Dr. Li is a Microwave Theory and Techniques Society (MTT-S) Distinguished Microwave Lecturer. He was a recipient of the IEEE Microwave Theory and Techniques Society (MTT-S) Outstanding Young Engineer Award, the IEEE Sensors Council Early Career Technical Achievement Award, the ASEE Frederick Emmons Terman Award, the IEEE-HKN Outstanding Young Professional Award, and the U.S. National Science Foundation (NSF) Faculty CAREER Award. He is an Associate Editor of the IEEE TRANSACTIONS ON MICROWAVE THEORY AND TECHNIQUES and the IEEE JOURNAL OF ELECTROMAGNETICS, RF AND MICROWAVES IN MEDICINE AND BIOLOGY. He is the TPC chair of the 2022 IEEE Radio & Wireless Week. He served as the chair of the MTT-S Technical Committee “Biological Effect and Medical Applications of RF and Microwave” from 2018 to 2019, a TPC Co-Chair for the IEEE MTT-S International Microwave Biomedical Conference from 2018 to 2019, and the IEEE Wireless and Microwave Technology Conference from 2012 to 2013.
By sensing various life activities with microwave signals, portable radar sensors with state-of-the-art front-end and measurement algorithms have great potential to improve healthcare, security, and human-machine interface. This presentation will first provide an overview on the state-of-the-art smart radar sensors powered by advanced digital/RF beamforming, multiple-input and multiple-output (MIMO), synthetic aperture radar (SAR), inverse synthetic-aperture radar (ISAR), and deep learning. A few examples based on interferometry, Doppler, frequency-shift keying (FSK), and frequency-modulated continuous-wave (FMCW) modes at 5.8 GHz, 24 GHz, and 120 GHz will be discussed. In addition, the use of nonlinear technologies will be reported, with a focus on in-band third-order intermodulation measurement for enhanced target identification and parameter extraction.

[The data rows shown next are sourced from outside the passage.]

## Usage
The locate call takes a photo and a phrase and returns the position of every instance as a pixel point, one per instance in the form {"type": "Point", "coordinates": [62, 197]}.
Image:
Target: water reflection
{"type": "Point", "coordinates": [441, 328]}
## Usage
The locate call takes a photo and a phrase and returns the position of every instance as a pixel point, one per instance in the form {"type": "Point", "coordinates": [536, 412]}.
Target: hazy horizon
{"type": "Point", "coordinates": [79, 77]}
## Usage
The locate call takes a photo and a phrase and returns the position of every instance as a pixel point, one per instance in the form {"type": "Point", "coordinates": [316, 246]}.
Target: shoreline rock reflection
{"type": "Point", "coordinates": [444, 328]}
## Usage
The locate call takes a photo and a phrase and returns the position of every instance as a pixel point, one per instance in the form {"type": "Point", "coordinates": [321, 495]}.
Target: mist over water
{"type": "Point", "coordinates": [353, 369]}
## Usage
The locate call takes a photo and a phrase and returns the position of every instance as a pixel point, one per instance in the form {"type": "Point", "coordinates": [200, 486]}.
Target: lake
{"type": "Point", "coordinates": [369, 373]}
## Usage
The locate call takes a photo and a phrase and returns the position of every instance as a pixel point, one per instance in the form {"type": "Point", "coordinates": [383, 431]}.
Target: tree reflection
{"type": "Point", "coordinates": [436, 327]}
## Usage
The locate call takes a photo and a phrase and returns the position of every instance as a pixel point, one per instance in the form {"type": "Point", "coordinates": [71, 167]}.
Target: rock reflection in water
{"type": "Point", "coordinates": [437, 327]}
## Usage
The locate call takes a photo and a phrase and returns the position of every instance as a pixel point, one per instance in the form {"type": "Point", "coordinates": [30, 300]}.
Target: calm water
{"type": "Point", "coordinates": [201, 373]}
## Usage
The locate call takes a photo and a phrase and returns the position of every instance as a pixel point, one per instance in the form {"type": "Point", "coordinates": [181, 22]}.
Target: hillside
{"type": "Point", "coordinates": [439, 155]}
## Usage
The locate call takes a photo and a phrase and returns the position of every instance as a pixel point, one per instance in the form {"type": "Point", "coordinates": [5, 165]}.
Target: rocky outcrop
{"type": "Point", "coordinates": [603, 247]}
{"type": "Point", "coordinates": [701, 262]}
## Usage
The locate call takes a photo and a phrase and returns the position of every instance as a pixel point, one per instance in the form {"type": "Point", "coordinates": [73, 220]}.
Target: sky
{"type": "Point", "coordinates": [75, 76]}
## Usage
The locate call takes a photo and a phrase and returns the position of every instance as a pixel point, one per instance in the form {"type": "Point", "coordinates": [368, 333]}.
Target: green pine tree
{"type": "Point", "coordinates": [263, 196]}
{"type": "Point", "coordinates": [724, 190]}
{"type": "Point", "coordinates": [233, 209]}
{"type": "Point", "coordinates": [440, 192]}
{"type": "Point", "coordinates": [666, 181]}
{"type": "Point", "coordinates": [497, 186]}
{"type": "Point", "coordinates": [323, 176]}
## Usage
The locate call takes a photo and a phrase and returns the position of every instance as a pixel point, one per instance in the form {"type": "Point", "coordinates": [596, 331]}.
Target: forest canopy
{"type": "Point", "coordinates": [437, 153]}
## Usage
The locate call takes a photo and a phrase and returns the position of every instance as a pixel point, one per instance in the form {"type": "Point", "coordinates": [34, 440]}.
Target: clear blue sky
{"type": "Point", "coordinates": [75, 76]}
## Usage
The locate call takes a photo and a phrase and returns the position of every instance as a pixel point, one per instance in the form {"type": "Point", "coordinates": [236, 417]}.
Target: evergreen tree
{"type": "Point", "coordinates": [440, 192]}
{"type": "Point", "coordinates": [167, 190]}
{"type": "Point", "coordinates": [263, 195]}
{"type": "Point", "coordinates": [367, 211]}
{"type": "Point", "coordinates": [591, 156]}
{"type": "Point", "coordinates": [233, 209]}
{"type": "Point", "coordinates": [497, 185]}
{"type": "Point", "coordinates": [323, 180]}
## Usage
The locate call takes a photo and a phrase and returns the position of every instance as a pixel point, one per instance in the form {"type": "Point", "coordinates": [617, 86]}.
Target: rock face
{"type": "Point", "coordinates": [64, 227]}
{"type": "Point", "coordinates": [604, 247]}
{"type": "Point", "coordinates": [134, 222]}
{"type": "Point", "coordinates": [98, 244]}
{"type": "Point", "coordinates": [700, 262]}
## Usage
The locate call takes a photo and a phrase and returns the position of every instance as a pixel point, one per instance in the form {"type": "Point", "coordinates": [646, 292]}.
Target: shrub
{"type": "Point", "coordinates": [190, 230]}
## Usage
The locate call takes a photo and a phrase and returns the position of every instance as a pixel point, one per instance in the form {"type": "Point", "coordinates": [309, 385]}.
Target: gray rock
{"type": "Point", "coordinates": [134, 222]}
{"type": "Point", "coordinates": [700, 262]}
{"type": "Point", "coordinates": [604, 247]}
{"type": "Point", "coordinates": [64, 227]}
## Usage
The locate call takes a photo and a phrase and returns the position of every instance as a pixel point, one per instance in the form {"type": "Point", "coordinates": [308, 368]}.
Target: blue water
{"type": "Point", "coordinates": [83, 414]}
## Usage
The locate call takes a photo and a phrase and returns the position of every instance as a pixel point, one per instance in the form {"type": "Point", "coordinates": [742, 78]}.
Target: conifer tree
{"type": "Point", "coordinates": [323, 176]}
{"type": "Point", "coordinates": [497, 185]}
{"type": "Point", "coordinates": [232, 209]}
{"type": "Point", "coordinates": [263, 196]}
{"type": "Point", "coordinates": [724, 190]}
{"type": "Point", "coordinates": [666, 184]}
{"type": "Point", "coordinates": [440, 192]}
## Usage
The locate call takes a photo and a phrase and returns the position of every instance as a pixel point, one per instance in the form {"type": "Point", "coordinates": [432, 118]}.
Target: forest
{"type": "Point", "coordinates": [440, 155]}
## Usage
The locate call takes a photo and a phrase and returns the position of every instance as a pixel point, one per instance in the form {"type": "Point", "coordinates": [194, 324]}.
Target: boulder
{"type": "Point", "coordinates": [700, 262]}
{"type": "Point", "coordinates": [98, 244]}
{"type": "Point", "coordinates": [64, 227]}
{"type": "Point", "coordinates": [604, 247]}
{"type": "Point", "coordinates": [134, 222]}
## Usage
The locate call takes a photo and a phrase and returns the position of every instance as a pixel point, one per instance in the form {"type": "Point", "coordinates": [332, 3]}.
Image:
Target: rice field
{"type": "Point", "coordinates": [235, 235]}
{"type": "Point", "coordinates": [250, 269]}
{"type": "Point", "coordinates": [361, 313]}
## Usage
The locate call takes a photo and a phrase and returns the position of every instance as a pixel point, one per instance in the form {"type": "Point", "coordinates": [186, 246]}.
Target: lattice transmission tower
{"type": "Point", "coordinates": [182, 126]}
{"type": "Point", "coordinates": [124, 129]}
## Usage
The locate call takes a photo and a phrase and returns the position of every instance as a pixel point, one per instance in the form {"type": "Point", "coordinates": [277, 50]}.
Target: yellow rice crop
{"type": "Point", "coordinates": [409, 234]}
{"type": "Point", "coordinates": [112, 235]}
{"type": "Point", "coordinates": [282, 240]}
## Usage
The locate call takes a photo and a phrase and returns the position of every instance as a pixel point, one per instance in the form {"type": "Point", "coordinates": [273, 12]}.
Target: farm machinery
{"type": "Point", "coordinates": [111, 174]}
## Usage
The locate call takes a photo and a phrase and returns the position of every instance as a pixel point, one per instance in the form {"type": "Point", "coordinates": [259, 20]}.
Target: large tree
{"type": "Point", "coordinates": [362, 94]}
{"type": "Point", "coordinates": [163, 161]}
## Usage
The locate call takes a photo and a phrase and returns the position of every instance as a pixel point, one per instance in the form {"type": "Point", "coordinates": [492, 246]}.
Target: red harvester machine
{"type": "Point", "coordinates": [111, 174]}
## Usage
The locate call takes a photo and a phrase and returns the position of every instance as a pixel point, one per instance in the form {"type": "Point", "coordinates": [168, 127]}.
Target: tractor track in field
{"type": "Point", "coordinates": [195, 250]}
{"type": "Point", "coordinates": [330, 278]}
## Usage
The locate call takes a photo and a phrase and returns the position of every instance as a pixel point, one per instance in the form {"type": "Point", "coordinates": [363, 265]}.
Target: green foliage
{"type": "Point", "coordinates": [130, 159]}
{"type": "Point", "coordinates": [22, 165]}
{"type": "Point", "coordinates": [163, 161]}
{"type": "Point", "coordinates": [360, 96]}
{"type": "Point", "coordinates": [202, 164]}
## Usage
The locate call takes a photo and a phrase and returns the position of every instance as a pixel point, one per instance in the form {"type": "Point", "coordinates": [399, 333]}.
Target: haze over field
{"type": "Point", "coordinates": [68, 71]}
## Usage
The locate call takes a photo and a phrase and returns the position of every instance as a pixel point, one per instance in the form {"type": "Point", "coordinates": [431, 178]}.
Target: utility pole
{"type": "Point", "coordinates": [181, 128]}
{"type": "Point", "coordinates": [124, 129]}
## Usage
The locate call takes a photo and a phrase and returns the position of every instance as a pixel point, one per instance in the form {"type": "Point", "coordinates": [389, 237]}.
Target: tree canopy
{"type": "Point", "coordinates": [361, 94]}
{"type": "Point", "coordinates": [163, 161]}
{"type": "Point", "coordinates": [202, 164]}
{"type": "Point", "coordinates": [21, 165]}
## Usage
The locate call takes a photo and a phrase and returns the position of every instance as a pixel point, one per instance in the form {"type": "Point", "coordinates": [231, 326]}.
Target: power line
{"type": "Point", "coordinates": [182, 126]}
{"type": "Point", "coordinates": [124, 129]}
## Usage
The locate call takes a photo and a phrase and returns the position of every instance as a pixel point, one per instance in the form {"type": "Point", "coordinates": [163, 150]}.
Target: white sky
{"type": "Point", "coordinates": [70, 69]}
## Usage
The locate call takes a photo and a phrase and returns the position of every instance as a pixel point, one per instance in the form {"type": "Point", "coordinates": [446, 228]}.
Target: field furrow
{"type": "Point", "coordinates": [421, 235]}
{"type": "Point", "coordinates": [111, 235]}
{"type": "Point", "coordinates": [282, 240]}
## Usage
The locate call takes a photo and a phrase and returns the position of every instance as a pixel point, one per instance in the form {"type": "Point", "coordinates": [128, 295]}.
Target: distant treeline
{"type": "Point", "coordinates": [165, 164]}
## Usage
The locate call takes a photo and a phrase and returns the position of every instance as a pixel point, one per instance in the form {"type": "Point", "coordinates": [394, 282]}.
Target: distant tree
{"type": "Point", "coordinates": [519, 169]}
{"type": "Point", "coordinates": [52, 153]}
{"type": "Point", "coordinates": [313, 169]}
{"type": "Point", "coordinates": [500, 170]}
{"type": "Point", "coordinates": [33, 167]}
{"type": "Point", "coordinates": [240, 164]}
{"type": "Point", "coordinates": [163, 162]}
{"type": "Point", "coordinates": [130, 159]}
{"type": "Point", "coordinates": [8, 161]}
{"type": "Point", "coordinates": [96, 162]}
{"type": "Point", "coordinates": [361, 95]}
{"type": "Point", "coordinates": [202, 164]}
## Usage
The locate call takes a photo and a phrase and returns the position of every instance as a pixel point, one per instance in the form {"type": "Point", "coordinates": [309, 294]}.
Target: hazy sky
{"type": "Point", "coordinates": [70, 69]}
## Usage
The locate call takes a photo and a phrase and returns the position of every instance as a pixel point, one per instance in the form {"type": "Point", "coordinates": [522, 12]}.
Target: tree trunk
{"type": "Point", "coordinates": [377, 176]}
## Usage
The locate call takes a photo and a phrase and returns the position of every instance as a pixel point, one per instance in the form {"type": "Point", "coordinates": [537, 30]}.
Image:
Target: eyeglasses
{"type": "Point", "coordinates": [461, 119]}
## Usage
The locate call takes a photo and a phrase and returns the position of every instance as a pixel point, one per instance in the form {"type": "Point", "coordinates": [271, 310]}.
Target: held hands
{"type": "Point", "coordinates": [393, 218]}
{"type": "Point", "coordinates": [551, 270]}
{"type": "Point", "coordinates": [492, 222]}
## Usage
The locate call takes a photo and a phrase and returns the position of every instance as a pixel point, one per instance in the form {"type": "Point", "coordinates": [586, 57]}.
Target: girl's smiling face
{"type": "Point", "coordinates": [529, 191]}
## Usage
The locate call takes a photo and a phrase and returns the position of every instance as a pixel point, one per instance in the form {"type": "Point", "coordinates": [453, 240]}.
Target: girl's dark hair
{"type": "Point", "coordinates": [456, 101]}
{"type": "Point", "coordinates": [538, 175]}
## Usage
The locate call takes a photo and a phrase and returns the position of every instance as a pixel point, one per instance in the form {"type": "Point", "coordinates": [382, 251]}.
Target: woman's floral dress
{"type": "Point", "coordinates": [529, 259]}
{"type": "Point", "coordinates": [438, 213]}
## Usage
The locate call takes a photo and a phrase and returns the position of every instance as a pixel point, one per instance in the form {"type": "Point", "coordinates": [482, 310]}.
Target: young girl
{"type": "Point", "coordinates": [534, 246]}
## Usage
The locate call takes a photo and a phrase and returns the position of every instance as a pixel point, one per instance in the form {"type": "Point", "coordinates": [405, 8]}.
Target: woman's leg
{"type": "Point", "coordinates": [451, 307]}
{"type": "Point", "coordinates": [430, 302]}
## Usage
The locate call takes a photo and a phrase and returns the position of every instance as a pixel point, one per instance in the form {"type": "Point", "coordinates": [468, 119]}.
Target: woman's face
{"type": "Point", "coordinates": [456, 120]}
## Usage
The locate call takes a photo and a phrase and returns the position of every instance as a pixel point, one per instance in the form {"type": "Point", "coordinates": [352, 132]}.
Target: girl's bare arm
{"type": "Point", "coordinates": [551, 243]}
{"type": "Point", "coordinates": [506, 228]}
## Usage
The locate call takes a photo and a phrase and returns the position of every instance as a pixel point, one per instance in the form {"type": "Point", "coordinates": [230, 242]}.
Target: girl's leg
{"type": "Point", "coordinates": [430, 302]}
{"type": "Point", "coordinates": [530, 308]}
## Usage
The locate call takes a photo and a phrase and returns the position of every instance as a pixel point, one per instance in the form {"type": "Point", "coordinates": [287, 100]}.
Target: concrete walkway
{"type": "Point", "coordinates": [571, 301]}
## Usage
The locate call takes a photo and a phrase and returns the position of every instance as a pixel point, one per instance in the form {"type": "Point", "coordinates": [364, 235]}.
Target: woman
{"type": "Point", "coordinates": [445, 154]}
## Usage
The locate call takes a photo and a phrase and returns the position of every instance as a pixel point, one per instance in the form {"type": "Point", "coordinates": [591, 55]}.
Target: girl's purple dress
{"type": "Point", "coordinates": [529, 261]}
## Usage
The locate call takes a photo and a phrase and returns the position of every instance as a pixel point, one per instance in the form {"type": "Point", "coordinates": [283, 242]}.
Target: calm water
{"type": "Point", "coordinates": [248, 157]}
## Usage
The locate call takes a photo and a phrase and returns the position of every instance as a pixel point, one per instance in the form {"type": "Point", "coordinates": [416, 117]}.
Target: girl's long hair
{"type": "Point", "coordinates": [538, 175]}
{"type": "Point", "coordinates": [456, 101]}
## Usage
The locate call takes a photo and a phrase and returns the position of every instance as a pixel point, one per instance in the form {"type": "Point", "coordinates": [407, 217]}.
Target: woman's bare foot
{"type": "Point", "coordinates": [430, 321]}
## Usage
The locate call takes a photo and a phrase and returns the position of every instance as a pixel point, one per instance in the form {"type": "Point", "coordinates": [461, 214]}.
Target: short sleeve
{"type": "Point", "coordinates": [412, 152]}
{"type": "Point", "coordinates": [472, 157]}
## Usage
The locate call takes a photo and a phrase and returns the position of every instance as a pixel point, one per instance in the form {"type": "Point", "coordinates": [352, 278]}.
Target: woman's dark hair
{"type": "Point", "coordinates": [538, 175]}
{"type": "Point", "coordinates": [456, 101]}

Case studies at this exciting human-microwave frontier will be given on physiological signal sensing, non-contact human-computer interface, driving behavior recognition, human tracking, and anomaly detection.
As smart radar sensors enter the healthcare, transportation, and smart living sectors of daily life, measures to enhance its security against malicious attacks are of paramount importance. This part of the talk will discuss possible ways of malicious attacks based on spoofing and jamming to radar sensors. Then technologies that mitigate potential attacks will be unveiled to make smart radar sensors more secure and trustworthy. Finally, this talk will conclude with future industrial and academic R&D outlooks for microwave short-range life activities sensing.